The hope of Christianity and what differentiates it from the other religions of the world is so foundational that is seems that there should be no question regarding it whatsoever. Shockingly, dozens of dissensions on this point have arisen and lead hundreds astray. What is this issue? It is the resurrection of Jesus Christ. On Sunday morning, two days after his death on the cross where he carried the wrath of God for the sins of his people, Jesus rose from the dead and proceeded to appear to hundreds of people. His resurrection came after he’d taken the punishment for his people, and putting aside denominational differences about what exactly that means, it is the foundation of Christianity. Without the resurrection, what hope is there? (1 Cor. 15: 12-19) It is therefore strange that this should be a hotly contested issue even among professing Christians. If Jesus did not rise, then there is no salvation. No, Jesus must have risen, and there is evidence for it both in the Scriptures and in history.
In 1 Corinthians 15, perhaps the most definitive chapter on this issue, Paul says of Jesus “that he was buried, that he was raised on the third day in accordance with the Scriptures, and that he appeared to Cephas, then to the twelve. Then he appeared to more than five hundred brothers at one time, most of whom are still alive, though some have fallen asleep” (verses 4-6). In a modern-day court trial, if five hundred witnesses testified of one accord, the judge and jury would have no doubt. That number is unbelievably large. Jesus provided plenty of eyewitnesses to ensure his credibility.
Not only that, but the first people Jesus appeared to after his resurrection were women (Matthew 28, John 20). In Israel in the first century, women had very, very little legal status, and their testimony would be worthless. If the whole thing had been some sort of elaborate hoax, would not the conspirators have desired to keep these low-ranking witnesses as far from the scene as possible to preserve their credibility?

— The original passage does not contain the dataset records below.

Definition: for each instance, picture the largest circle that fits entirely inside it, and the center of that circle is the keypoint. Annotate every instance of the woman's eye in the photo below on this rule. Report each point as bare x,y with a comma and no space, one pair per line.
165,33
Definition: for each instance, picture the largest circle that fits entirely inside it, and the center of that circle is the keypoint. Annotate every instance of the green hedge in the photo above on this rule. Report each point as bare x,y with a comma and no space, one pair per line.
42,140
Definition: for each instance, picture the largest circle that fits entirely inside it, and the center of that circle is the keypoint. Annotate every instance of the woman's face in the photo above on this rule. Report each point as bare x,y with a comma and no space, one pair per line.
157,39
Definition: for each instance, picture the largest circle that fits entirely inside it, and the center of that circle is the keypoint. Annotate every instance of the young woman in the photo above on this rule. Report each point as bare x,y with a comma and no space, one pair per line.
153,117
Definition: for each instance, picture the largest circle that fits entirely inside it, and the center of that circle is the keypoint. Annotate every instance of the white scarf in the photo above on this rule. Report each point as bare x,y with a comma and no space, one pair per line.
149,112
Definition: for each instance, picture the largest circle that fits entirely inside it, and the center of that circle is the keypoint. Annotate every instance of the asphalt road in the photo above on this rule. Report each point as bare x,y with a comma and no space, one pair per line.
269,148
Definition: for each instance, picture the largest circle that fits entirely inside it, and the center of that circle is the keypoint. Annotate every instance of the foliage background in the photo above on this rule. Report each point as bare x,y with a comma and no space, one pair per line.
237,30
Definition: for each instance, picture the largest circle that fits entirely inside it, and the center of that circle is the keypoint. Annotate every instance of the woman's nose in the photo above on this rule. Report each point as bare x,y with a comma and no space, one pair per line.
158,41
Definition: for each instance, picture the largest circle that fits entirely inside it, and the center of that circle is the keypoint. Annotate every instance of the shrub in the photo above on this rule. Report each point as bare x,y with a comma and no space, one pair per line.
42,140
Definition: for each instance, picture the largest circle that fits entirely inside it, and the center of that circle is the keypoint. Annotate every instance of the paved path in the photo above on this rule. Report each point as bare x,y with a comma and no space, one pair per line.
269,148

Not to mention that when Jesus was arrested, his followers turned tail and ran (Matt. 26:56b). These were fishermen (poor by default) and tax collectors (universally despised), and every one of them showed himself a coward and deserter the night their master was betrayed and arrested. Yet only a couple of weeks later, these same men came bursting from a dark house and began to shout the triumphant resurrection of Christ to thousands assembled in Jerusalem (basically the first half of the book of Acts.) Something happened in between, something that gave courage to a handful of timid men.
It is commonly touted that the tomb was empty because the disciples stole the body of Jesus and disposed of it while they heralded a lie that their master was actually alive. Simply looking at the Scriptures, it is obvious that these men would not have done this. Based on their personalities alone, and adding to that the fact that the Pharisees and Pilate set armed guards, a seal, and a massive stone outside the tomb, there is just no way the disciples would or could have stolen Jesus’ body.
A later look into history shows us that these inconsequential, cowardly men all died horrific deaths when they refused to denounce their faith and their testimonies. From there, their followers refused to recant as well. This begs the question: if they had simply stolen a body and were being threatened with being crucified upside down or skinned alive, why in the world would they stick to that story? Only a lunatic would die for something like that. No, the Scriptures must speak true when they say Jesus is risen, or these men would have been unwilling to die.
Christ’s resurrection is the foundation of the Christian faith. Without it, there can be no salvation. As Easter approaches, we remember that there is hope because of the truth of the resurrection. Remember: He is risen indeed.